第5話 この世界の在り方と僕の答え(中編)

 何とかテントの外に出た僕に男は再び水を差し入れてくれた。




「ありがとうございます」




「いえいえ。こちらこそ大変失礼いたしました」




 僕はそれ以上何も答えず水を飲んだ。




「あなた様のご両親はきっとお優しい方だったのでしょう。ですが奴隷に同情などしていてはやつらがつけあがるだけですぞ」




 ずっと降ろしていた顔を上げ男を見る。その表情はなぜだか笑っていた。




 それとほとんど同時だろうか、テントの方角から銃声が鳴り響いた。生まれてから初めて生で聞く銃声に思わず僕は立ち上がった。きっとあの中で何か事件が起こったに違いない。もしかすると怪我人がいるかもしれない。この世界に来てすぐの時のように目の前で誰かが死ぬような事態は避けたかった。その正義感だけで僕は再びテントの中に飛び込んだ。




 しかしいくら中を探しても誰一人異変のある人物はいなかった。どうやら先ほどの僕が聞いた銃声のような音は聞き違いだったようで、一安心していた。その時までは




 僕の履いていた靴から液体を踏んだ時の音が鳴る。こんな土の上でいったい何を踏んだのかと足元を見ると靴から赤い液体が垂れた。
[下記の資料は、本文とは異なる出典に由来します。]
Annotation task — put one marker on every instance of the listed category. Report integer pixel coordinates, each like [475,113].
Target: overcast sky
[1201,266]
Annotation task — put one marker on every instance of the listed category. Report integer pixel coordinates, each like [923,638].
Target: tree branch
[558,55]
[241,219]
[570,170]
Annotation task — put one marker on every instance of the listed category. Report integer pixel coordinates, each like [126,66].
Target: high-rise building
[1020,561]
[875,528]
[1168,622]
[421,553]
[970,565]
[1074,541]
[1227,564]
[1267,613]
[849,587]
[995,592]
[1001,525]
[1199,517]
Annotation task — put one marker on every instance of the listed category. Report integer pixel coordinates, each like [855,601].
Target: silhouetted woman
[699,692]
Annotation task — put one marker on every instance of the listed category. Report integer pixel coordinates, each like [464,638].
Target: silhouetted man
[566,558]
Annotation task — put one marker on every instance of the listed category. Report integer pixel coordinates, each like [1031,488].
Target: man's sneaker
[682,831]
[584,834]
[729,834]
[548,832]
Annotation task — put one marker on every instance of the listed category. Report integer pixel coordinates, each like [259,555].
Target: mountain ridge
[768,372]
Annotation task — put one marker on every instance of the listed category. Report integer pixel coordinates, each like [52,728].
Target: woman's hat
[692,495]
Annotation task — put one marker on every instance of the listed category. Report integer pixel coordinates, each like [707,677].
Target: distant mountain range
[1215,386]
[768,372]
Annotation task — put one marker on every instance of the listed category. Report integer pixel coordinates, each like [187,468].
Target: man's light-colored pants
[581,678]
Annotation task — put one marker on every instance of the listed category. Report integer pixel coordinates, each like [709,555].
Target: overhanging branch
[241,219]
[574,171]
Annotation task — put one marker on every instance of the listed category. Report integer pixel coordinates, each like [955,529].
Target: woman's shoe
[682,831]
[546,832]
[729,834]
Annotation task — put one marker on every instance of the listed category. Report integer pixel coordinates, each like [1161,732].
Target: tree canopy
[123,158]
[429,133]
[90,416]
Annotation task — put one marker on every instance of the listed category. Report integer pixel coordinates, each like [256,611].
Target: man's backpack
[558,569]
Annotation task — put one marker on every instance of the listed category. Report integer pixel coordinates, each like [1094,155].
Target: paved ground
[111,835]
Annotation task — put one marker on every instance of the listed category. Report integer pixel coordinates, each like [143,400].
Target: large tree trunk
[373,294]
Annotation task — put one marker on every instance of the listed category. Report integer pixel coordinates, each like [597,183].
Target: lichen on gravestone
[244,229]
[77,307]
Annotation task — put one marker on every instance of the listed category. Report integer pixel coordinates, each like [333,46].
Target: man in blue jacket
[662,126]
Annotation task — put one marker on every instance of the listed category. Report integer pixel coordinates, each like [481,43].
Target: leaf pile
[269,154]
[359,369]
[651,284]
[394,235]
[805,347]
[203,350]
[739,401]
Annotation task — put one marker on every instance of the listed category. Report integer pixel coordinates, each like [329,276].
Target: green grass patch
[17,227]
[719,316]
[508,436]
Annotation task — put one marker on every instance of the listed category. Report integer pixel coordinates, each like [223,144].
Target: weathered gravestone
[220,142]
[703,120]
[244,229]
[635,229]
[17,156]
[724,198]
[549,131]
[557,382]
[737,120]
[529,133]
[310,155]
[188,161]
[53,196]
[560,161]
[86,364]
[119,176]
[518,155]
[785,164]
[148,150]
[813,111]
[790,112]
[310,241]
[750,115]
「お客様、申しわけありませんがここより先はまだ掃除が終わっておりませんので、お下がりください」




 制止されて初めて冷静になったことで広がった視野で僕は目の前の光景をやっと認識できた。いつの間にか僕は、例の檻の前に戻ってきていた。そしてその中でずっと叫んでいたはずの獣人は体のあちこちに小さな穴が開きそこから大量の血液を流しながら檻のそこで横たわっていた。




「ああお客様もしかすると、そちらの奴隷をお求めでしたか。ならば大変申し訳ないことをいたしました。しかしこの奴隷はここに来てから毎日、我ら人間に対し殺意を向け続けていました。そして今日こいつは我々に牙を向けました。なのでこうなって当然です」




 いつの間にか僕の後ろに立っていた男が饒舌に語った。しかし僕にはその言葉の一切が届かなかった。それが正しい感情なのかということを考えないのならば、人として生まれたなら何かを恨むことさえ正当な権利だ。それさえも奴隷となった彼らには許されないのだ。




「・・・・・リュコス」




「まだ喋るか犬め」




「やめろ!!」




 僕が叫ぶよりも早く男は懐から拳銃を取り出し容赦なく三発、弱った獣人に向けて発砲した。それが完全にとどめとなり獣人は絶命した。最後に発した言葉は恨み言ではなく人名だった。一体その名が誰を指すのか、この世界に来てまだ三人しか知り合いがいない僕には皆目見当もつかなかった。でもきっと目の前の獣人にとっては、大切な人であったに違いない。そう考えだすと胸がひどく痛んだ。そして今度こそ僕はこのテントから完全に姿を消し、停めてあった馬車に戻った。